Locating Public Finance Dynamics in Education in Nepal

Info

Start date: 1 January, 2015 End date: 31 December, 2022 Project type: South-driven projects (prior to 2017) Project code: 14-P01-NEP Countries: Nepal Thematic areas: State building, governance and civil society, Lead institution: Martin Chautari (MC), Nepal Partner institutions: Kathmandu University (KU), Nepal Aalborg University (AAU), Denmark Project website: go to website (the site might be inactive) Policy Brief: Homepage of Martin Chautari Project coordinator: Lokranjan (Ramesh) Parajuli Total grant: 9,551,017 DKK Project files:

Project summary

The main objective of this project is to enhance understandings of the causes of corruption within the school education sector in Nepal by analyzing the manner in which differently located social actors interpret meanings and measure moral and legal claims, practices and behaviors tied to corruption in the context of local standards and practices. The education sector, which receives the largest government and donor budgetary allocations and has undergone significant decentralization reforms, serves as a useful window through which public fiscal governance and the framing and understandings of corruption in Nepal can be understood during a protracted socio-political transition.
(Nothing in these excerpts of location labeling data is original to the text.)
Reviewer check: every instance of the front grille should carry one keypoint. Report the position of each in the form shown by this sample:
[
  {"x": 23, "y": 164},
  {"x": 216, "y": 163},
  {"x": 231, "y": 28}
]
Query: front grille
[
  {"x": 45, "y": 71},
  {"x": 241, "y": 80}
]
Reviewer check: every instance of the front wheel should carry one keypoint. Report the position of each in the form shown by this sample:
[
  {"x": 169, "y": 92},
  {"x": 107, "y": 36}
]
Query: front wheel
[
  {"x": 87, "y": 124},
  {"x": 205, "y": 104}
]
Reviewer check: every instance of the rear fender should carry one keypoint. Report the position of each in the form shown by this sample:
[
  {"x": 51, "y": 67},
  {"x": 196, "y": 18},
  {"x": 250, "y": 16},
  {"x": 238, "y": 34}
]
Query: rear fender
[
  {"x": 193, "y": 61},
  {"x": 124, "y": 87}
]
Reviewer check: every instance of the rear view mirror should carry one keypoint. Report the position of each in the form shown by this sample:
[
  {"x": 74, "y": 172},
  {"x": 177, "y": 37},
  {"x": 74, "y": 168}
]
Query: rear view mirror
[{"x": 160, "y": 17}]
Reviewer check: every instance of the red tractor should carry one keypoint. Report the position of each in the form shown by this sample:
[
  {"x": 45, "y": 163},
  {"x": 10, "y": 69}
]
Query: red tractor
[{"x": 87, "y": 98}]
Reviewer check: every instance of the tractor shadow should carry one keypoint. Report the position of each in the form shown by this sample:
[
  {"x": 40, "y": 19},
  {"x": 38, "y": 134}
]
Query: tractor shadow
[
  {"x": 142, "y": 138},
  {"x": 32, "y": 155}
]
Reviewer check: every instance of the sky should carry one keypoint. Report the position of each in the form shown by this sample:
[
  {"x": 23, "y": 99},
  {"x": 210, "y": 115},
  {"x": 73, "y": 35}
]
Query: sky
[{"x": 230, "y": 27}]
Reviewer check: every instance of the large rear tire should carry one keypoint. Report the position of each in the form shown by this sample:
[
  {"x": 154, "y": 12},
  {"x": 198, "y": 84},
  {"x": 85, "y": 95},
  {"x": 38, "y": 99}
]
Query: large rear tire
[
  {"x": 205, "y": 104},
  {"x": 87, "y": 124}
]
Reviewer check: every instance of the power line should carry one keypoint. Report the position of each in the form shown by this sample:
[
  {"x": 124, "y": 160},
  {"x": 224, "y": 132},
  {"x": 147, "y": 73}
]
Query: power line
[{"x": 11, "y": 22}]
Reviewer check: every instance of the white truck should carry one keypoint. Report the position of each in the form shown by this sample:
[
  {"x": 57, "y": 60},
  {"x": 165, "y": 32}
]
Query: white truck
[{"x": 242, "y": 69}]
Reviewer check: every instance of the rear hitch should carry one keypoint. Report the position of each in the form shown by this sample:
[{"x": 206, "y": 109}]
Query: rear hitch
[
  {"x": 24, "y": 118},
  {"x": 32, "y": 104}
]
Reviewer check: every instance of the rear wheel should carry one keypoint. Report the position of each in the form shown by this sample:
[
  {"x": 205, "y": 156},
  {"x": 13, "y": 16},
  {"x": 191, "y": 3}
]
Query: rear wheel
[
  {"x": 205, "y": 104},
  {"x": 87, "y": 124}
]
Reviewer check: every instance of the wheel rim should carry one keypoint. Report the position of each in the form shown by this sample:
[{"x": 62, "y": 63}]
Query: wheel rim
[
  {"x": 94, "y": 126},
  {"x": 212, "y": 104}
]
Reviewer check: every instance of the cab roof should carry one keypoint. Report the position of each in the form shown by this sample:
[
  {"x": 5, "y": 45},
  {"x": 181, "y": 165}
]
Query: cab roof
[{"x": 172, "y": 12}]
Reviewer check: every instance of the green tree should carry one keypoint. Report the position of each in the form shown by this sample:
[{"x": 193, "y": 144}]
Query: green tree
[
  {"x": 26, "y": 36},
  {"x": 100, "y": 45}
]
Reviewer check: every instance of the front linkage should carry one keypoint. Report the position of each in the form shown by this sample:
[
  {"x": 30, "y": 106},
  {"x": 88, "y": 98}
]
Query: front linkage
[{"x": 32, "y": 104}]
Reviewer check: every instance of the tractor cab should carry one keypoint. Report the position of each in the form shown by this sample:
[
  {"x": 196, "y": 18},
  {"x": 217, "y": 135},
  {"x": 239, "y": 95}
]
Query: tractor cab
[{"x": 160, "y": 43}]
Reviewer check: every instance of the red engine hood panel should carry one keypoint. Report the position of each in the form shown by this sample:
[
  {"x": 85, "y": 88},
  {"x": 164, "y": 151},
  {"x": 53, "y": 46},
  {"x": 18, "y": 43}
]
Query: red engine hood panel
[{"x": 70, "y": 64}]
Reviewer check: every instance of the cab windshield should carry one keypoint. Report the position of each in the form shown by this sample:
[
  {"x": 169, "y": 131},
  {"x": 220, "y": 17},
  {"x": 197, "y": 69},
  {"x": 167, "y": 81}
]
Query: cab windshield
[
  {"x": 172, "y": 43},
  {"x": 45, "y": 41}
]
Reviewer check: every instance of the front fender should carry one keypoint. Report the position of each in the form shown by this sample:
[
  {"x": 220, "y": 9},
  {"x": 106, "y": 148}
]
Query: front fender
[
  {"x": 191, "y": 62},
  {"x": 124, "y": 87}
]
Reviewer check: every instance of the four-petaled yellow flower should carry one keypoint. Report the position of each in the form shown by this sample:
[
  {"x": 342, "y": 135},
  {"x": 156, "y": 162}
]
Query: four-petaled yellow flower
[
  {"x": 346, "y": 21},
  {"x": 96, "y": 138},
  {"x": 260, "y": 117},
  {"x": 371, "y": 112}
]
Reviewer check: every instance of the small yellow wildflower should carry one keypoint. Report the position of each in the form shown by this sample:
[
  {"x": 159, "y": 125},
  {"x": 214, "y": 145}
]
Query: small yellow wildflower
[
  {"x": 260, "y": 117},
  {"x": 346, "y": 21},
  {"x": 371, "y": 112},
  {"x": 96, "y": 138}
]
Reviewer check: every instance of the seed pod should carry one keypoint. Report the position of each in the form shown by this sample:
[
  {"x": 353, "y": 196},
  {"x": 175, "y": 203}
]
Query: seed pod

The project proposes a historically situated, grounded, multi disciplinary study to understand how education institutions and their fiscal dimensions have been comprehended and appropriated in practice by differently situated social actors in a time of political transformation. It will generate robust ethnographic and historical data on fiscal behavior in the education sector that is expected to engage several theoretical views on corruption and enable better grounded understandings of the implications of policy-making and implementation in countries undergoing such transitions as Nepal. The project will be led by Martin Chautari, a nonstate research institution located in Nepal in collaboration with Kathmandu University, Nepal and Aarhus University, Denmark.